Ainda nesse sentido, coletamos a opinião abalizada de Olgiati, in Il concetto di giuridicitá in San Tomasso D’Aquino, que a esse respeito assim esclarece, verbis:

"A sociedade não é o Conde Ugolino que devora os seus filhos, nem pode transformar em escravos e brutos os seres racionais e livres. Do mesmo modo que não é próprio o caso de imolar o Estado no altar do arbítrio dos indivíduos e de uma falsa liberté, assim também não é lícito atirar os indivíduos às fauces do Leviathan. A razão é evidentíssima. Como, de fato, se explica a sociedade? Explica-se mediante as pessoas, que aceitam conscientemente um fim comum; e persiste por sua continuada adesão a esse fim. Se se tolhem as pessoas e a sua atividade humana, a sociedade perde a razão de ser, pois, subestimando a dignidade da pessoa , atinge a causa do seu próprio ser, se sua própria vida, negando-se e golpeando-se a si própria."

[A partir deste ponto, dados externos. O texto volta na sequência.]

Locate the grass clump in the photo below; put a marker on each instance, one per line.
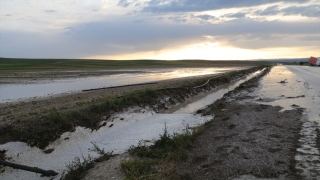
(159, 160)
(138, 169)
(77, 169)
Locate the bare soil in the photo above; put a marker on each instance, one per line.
(245, 139)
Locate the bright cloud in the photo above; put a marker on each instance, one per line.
(171, 29)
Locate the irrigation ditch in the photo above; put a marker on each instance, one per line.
(46, 128)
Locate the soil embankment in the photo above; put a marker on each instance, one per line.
(40, 122)
(245, 139)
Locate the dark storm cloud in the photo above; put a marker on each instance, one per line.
(236, 15)
(124, 3)
(50, 11)
(206, 17)
(307, 11)
(119, 37)
(161, 6)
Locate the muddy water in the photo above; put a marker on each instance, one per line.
(15, 92)
(297, 87)
(203, 100)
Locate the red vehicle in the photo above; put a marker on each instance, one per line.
(314, 61)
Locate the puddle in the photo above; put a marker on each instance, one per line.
(301, 90)
(203, 100)
(129, 128)
(16, 92)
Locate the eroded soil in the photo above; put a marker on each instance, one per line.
(245, 139)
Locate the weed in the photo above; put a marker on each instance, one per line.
(137, 169)
(159, 160)
(77, 169)
(103, 156)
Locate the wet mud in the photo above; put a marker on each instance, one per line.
(245, 139)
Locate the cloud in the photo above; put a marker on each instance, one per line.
(206, 17)
(50, 11)
(307, 11)
(161, 6)
(124, 3)
(124, 36)
(236, 15)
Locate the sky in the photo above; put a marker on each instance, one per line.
(160, 29)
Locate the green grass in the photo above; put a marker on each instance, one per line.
(78, 168)
(159, 160)
(48, 127)
(63, 64)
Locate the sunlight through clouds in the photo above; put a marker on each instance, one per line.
(145, 29)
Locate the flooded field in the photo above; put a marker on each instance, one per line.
(41, 87)
(126, 129)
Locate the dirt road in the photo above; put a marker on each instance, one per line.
(270, 131)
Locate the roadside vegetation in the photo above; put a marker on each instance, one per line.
(47, 127)
(159, 160)
(78, 168)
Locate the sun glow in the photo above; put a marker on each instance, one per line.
(215, 51)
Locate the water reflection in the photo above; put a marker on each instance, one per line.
(210, 97)
(14, 92)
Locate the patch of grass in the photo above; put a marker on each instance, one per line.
(159, 160)
(77, 169)
(138, 169)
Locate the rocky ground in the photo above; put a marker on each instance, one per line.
(245, 140)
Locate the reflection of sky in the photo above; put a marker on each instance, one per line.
(16, 91)
(127, 29)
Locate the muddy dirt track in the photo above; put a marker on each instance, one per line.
(267, 128)
(251, 140)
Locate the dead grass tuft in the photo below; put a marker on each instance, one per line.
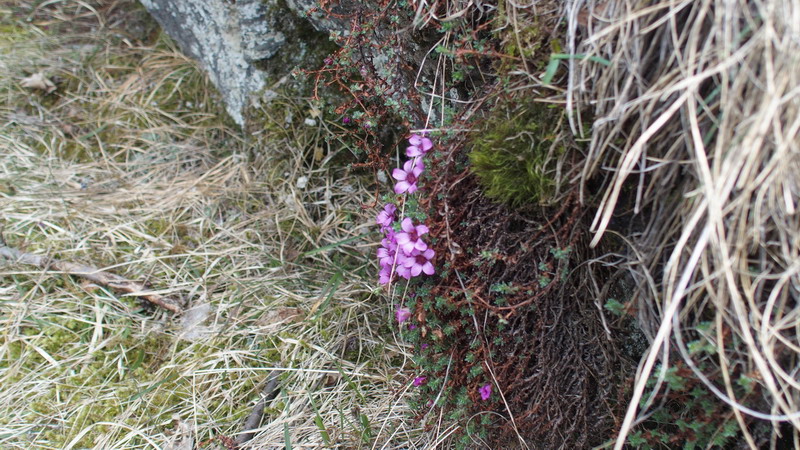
(695, 130)
(128, 166)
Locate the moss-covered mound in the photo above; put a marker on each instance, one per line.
(515, 153)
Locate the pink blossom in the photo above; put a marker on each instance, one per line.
(419, 263)
(419, 146)
(407, 176)
(402, 314)
(386, 257)
(485, 391)
(409, 239)
(386, 217)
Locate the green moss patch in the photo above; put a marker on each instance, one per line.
(514, 154)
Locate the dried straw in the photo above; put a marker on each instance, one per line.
(696, 123)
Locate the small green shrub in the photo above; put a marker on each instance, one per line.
(514, 154)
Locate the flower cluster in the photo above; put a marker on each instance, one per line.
(403, 252)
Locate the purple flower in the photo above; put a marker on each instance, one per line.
(385, 275)
(386, 257)
(421, 262)
(389, 242)
(407, 176)
(409, 239)
(419, 146)
(401, 269)
(386, 217)
(402, 314)
(485, 391)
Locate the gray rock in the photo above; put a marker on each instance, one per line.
(227, 38)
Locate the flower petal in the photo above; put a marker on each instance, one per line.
(426, 144)
(399, 174)
(412, 151)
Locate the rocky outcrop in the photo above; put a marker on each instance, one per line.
(232, 39)
(248, 45)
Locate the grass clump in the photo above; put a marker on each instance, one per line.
(515, 153)
(130, 166)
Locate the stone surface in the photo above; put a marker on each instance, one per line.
(248, 45)
(228, 38)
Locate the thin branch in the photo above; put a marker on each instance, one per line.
(254, 419)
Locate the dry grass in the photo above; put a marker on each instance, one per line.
(129, 167)
(696, 121)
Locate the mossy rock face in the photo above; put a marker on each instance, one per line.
(515, 153)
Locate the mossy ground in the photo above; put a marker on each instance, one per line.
(131, 166)
(516, 152)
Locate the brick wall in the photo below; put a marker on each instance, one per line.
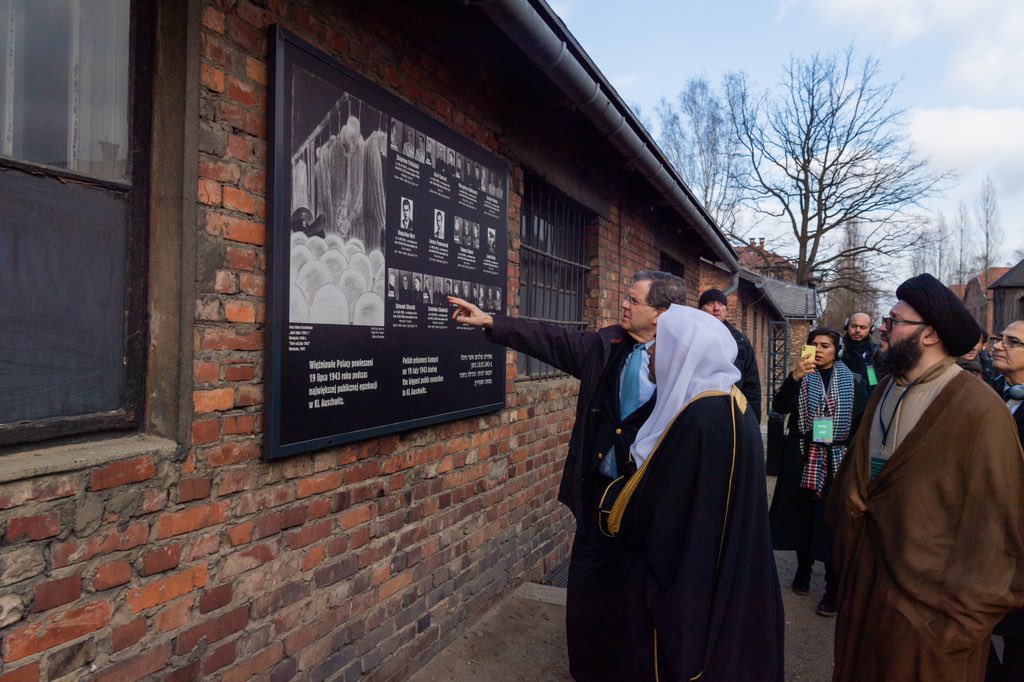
(353, 562)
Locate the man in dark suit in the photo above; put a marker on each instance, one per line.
(1008, 358)
(615, 397)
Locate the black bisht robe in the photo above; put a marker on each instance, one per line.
(701, 590)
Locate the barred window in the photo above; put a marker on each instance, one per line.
(552, 267)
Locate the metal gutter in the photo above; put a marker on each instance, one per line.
(551, 47)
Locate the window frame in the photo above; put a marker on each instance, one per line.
(134, 330)
(560, 298)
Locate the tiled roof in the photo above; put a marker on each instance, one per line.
(794, 300)
(1014, 276)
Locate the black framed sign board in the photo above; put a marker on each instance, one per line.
(377, 213)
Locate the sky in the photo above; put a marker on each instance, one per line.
(960, 68)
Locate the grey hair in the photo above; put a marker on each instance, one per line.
(666, 289)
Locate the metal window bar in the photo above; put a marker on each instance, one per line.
(552, 268)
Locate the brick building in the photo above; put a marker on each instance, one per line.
(144, 537)
(1008, 298)
(977, 297)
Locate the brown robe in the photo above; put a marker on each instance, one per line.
(931, 552)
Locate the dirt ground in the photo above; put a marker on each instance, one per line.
(523, 638)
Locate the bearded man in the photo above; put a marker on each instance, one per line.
(926, 506)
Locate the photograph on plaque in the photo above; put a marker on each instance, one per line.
(378, 213)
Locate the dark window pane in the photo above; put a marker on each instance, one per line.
(552, 268)
(62, 257)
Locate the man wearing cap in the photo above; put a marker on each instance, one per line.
(1008, 359)
(858, 351)
(926, 506)
(615, 397)
(715, 303)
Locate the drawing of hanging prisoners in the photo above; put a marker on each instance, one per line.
(338, 228)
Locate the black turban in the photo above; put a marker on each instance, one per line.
(713, 295)
(943, 310)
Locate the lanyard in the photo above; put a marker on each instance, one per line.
(882, 423)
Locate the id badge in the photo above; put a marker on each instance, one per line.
(822, 430)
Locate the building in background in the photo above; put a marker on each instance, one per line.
(144, 535)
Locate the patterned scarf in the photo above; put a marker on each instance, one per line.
(814, 402)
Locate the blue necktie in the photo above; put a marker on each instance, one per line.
(629, 400)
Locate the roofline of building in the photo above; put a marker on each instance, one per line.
(535, 28)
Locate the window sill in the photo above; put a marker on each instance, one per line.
(42, 461)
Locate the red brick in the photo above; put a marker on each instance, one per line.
(219, 170)
(250, 394)
(56, 593)
(165, 589)
(215, 598)
(233, 481)
(213, 631)
(240, 258)
(252, 284)
(124, 636)
(205, 432)
(207, 373)
(318, 483)
(55, 630)
(194, 518)
(120, 473)
(240, 424)
(112, 574)
(212, 79)
(28, 673)
(236, 229)
(247, 669)
(213, 19)
(194, 488)
(229, 339)
(173, 616)
(137, 668)
(209, 192)
(73, 551)
(38, 526)
(216, 399)
(241, 534)
(247, 560)
(233, 453)
(309, 534)
(217, 658)
(159, 560)
(240, 311)
(241, 148)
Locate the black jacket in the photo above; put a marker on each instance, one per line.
(747, 363)
(595, 358)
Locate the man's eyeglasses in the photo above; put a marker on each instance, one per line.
(632, 302)
(1008, 342)
(889, 323)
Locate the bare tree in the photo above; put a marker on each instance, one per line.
(987, 213)
(825, 151)
(964, 236)
(696, 135)
(932, 253)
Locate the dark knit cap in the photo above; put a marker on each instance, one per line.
(943, 310)
(713, 295)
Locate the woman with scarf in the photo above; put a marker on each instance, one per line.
(824, 401)
(702, 595)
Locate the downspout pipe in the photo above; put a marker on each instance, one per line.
(524, 26)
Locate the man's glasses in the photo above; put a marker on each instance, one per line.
(1008, 342)
(889, 323)
(632, 302)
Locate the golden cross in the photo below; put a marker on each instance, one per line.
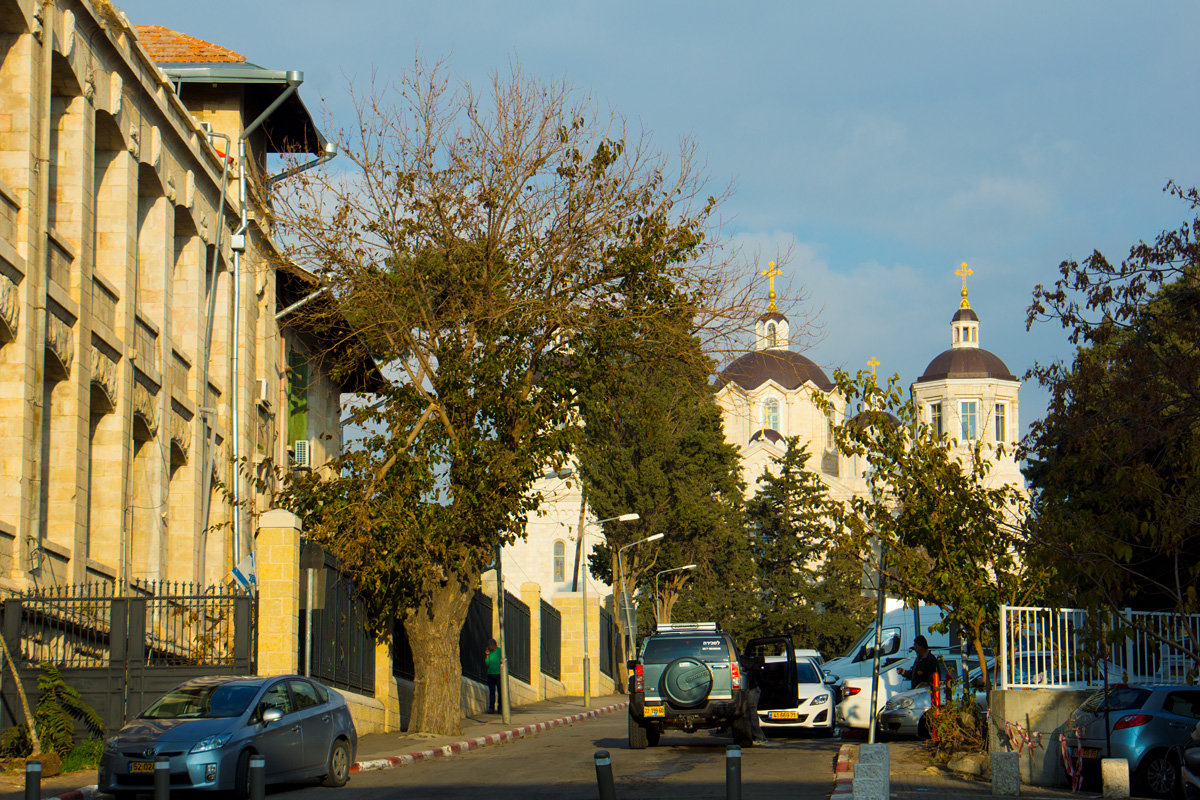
(771, 272)
(964, 271)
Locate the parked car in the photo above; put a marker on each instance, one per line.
(210, 727)
(1144, 723)
(907, 713)
(688, 677)
(811, 708)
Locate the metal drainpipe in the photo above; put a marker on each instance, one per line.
(209, 414)
(294, 79)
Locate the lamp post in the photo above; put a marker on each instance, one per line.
(583, 569)
(621, 577)
(658, 605)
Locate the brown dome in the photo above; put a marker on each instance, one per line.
(787, 368)
(966, 362)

Parafraseando Aristóteles, Santo Tomás entende o homem, por natureza, animal social, pensamento que aflora literalmente na obra Regimine Principum conforme se verifica do abaixo transcrito, verbis:

"É todavia, o homem, por natureza, animal social e político, vivendo em multidão , ainda mais que todos os animais, o que se evidencia pela natural necessidade.

Realmente, às mais animálias preparou a natureza o alimento, a vestimenta dos pêlos, a defesa, tal como os dentes, os chifres, as unhas, ou pelo menos a velocidade para a fuga. Foi, porém, o homem criado sem preparação de nada disso pela (própria) natureza, e, em lugar de tudo coube-lhe a razão, pela qual pudesse granjear, com as próprias mãos, todas essas coisas, para o que é insuficiente um homem só. Por cuja causa, não poderia um homem levar suficientemente a vida por si. Logo, é natural ao homem viver na sociedade de muitos. (...) Ora, não é possível abarcar um só homem todas essas coisas pela sua razão. Por onde é necessário ao homem viver em sociedade para que um seja ajudado por outro e pesquisem nas diversas matérias, a saber uns na medicina, outro nisto, aqueloutro noutra coisa."